Some days you believe in yourself. Some days you think you’ll never work again.
Both are normal.
But here’s what helped me:
Ask for help early.
Don’t wait until you’re on the bridge. Don’t wait until the suicidal thoughts won’t stop. Don’t wait until you’ve isolated yourself completely.
Talk to someone. A therapist. A friend. Your partner. A support group.
The shame will tell you not to. Fuck the shame.
Separate your worth from your work.
You are not your job title. You are not your salary. You are not your employment status.
You are a human being with value that exists independent of your productivity.
Remind yourself of this every day. Write it down. Say it out loud. Ask your family to remind you when you forget.
Stop performing strength.
You don’t have to be okay all the time. You don’t have to pretend you’re fine. You don’t have to hide your struggle to protect others.
Vulnerability is not weakness. It’s honesty. And honesty is how you heal.
Give yourself time.
You won’t bounce back in 30 days. You won’t have it all figured out in 60 days.
And that’s okay.
Recovery takes as long as it takes. Stop rushing it.

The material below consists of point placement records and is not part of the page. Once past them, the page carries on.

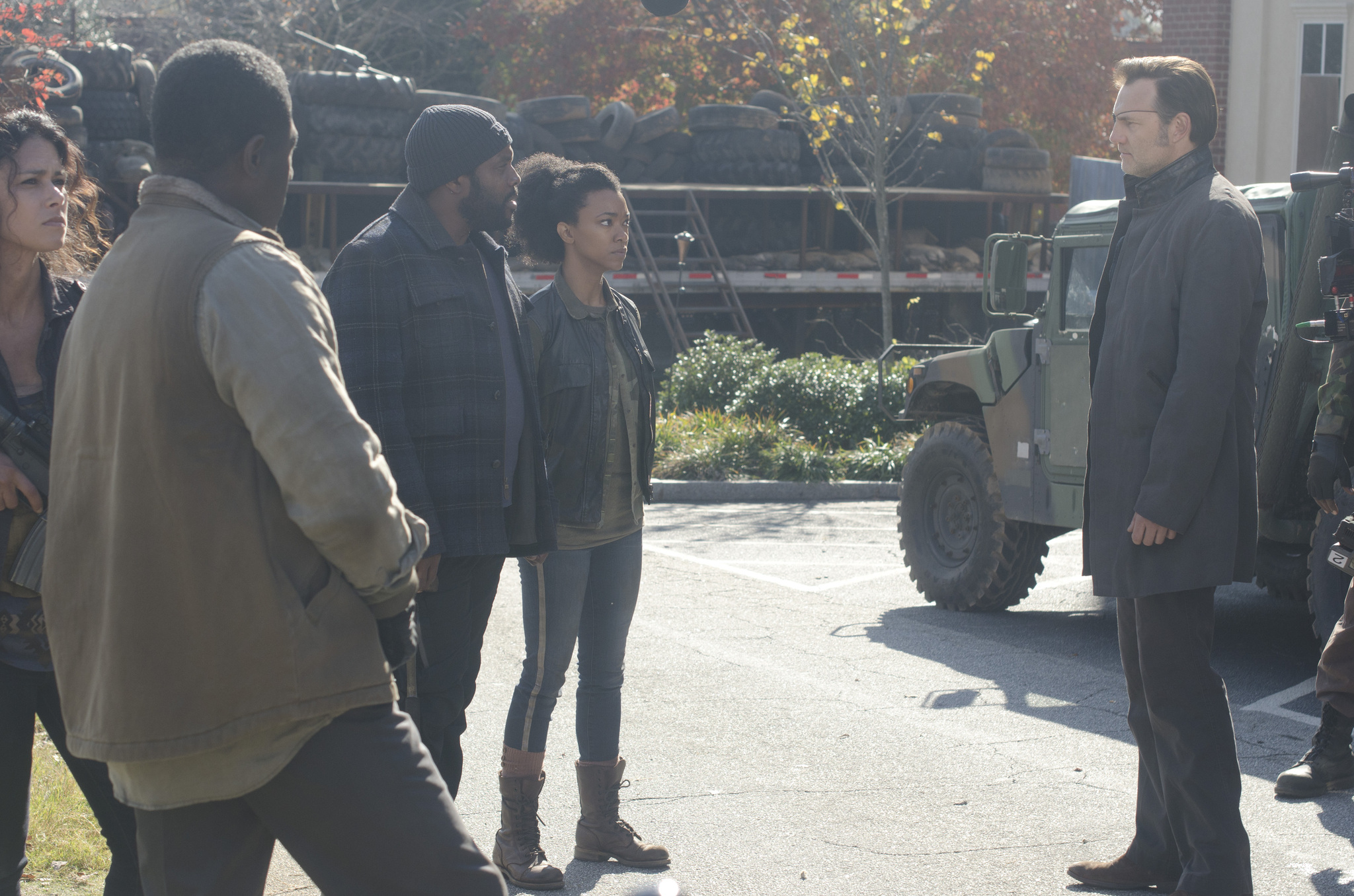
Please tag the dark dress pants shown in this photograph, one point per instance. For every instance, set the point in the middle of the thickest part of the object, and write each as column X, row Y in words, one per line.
column 1335, row 669
column 1329, row 583
column 24, row 694
column 1189, row 784
column 452, row 630
column 360, row 807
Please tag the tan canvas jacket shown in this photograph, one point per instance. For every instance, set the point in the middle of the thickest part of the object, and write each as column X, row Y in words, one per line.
column 222, row 534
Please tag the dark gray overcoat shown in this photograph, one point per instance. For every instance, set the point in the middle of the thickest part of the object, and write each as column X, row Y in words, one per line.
column 1173, row 347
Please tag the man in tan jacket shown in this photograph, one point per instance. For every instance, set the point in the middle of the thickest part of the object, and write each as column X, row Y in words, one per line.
column 229, row 573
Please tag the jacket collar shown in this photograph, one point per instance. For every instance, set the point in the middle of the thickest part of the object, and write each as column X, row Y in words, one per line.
column 573, row 303
column 1169, row 182
column 420, row 217
column 177, row 191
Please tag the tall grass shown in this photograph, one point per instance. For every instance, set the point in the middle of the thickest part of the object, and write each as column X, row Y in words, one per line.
column 65, row 848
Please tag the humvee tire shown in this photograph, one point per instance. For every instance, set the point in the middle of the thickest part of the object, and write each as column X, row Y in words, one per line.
column 957, row 544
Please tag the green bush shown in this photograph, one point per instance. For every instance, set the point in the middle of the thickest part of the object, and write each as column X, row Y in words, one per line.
column 877, row 461
column 710, row 444
column 832, row 400
column 709, row 374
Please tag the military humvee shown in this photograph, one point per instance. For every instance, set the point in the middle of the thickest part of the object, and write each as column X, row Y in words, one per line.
column 1001, row 467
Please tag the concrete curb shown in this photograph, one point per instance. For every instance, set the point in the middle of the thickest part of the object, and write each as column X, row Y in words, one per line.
column 770, row 492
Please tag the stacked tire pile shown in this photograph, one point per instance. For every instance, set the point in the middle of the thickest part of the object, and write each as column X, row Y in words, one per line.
column 742, row 145
column 352, row 125
column 637, row 148
column 1014, row 163
column 63, row 96
column 110, row 114
column 955, row 160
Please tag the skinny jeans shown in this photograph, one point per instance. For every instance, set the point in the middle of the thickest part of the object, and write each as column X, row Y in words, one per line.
column 585, row 597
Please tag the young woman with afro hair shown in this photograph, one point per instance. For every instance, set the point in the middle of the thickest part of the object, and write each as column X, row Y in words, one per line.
column 596, row 385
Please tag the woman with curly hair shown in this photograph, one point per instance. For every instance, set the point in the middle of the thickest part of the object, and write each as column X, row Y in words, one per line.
column 596, row 385
column 49, row 235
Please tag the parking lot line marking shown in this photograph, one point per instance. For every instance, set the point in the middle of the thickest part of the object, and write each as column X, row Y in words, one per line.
column 764, row 543
column 788, row 527
column 771, row 579
column 1275, row 703
column 1066, row 579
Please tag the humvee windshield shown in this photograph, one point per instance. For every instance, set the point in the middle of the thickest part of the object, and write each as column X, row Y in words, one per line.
column 1084, row 267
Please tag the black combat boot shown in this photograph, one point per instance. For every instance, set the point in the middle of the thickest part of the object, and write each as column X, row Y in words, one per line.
column 1329, row 765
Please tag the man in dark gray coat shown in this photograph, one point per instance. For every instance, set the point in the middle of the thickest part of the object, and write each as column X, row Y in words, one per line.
column 1170, row 481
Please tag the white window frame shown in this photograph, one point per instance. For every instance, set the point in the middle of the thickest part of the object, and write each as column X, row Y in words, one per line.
column 1307, row 14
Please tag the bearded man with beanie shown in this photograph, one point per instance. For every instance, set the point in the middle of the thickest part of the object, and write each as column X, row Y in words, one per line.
column 436, row 356
column 229, row 572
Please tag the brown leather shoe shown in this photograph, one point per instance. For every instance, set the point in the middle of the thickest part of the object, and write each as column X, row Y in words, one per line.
column 1119, row 875
column 518, row 844
column 602, row 834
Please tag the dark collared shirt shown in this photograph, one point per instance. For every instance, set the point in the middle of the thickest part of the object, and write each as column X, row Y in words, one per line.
column 428, row 365
column 23, row 631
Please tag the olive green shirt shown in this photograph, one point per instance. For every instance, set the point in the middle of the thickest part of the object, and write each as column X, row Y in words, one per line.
column 623, row 497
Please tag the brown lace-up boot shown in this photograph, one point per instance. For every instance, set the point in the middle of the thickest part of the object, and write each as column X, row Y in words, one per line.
column 602, row 833
column 518, row 844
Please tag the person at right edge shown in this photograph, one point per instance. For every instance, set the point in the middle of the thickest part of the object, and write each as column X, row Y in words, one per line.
column 598, row 405
column 1330, row 764
column 1170, row 502
column 229, row 573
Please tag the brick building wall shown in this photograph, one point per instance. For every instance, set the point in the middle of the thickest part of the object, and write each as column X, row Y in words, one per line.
column 1203, row 30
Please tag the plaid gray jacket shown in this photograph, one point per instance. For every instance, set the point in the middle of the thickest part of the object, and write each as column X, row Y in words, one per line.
column 423, row 365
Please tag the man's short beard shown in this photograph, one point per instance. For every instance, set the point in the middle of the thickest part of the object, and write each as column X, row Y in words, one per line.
column 484, row 211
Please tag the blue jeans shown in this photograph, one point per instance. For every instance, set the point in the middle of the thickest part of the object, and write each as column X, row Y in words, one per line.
column 585, row 597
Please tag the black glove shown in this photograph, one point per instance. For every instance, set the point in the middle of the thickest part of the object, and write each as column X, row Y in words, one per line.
column 399, row 638
column 1326, row 466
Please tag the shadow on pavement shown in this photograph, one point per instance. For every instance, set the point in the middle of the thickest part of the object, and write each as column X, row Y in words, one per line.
column 582, row 877
column 1261, row 646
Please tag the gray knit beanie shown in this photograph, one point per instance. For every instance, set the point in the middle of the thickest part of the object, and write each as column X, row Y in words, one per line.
column 450, row 141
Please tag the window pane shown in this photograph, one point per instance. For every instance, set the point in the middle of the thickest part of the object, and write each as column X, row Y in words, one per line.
column 1312, row 49
column 1082, row 278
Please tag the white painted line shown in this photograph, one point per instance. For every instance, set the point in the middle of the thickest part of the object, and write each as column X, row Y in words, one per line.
column 725, row 543
column 1275, row 703
column 785, row 527
column 1066, row 579
column 771, row 579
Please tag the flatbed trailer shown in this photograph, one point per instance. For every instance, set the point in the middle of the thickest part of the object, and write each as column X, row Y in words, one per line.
column 784, row 303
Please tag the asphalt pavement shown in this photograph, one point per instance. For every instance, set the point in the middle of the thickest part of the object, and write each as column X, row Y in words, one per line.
column 799, row 720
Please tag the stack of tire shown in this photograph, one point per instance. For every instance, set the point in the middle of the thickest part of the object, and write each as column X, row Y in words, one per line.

Stop comparing yourself to LinkedIn success stories.
Your journey is your own.
Know that it gets better.
I’m writing this from the other side. I found a job. I rebuilt my confidence. I rediscovered my identity outside of work.
But more importantly, I learned how to ask for help. I learned how to be honest about my struggle. I learned that my worth isn’t tied to my employment.
And now I’m here for you.
Final words
If you’re reading this and you’ve been laid off, here’s what I need you to hear:
You are not alone.
What you’re feeling is normal. The shame, the fear, the darkness... it’s all normal.
And it doesn’t mean you’re broken. It means you’re human.
Getting laid off does not define who you are. What you do to overcome it does.
But you don’t have to overcome it alone.
Ask for help. Talk to someone. Tell your family what’s really happening.
They love you for who you are, not what you do.
And if you’re thinking about hurting yourself, please reach out. Call a crisis line. Text a friend. Tell your partner.
Your life is worth more than your job. Your family needs you here. The world needs you here.
I needed to hear this a year ago. Maybe you need to hear it today.
Take care of yourself. Ask for help. You deserve support.
And remember: this will pass. It gets better.
I promise.
If this resonated with you, share it with someone who needs it. And if you need support, reach out. I’m here.
Humanly yours,
Raphael :)
P.S. If you or someone you know is struggling with suicidal thoughts, please contact:
• National Suicide Prevention Lifeline: 988 (US)
• Crisis Text Line: Text HOME to 741741
• International Association for Suicide Prevention: https://www.iasp.info/resources/Crisis_Centres/




What a powerful story - so glad you made it and willing to share your thoughts with us!
I went through a similar rollercoaster just 12 years into my career. Now 26 years in, I’m dealing with it all again, but with experience and perspective that protects me from the darkest parts of the experience. You absolutely should ask for help immediately. That was the hardest part for me the first time. It was the first thing I did the second time I was laid off. My latest series of posts are recommendations on how to navigate layoffs and unemployment based on my experiences.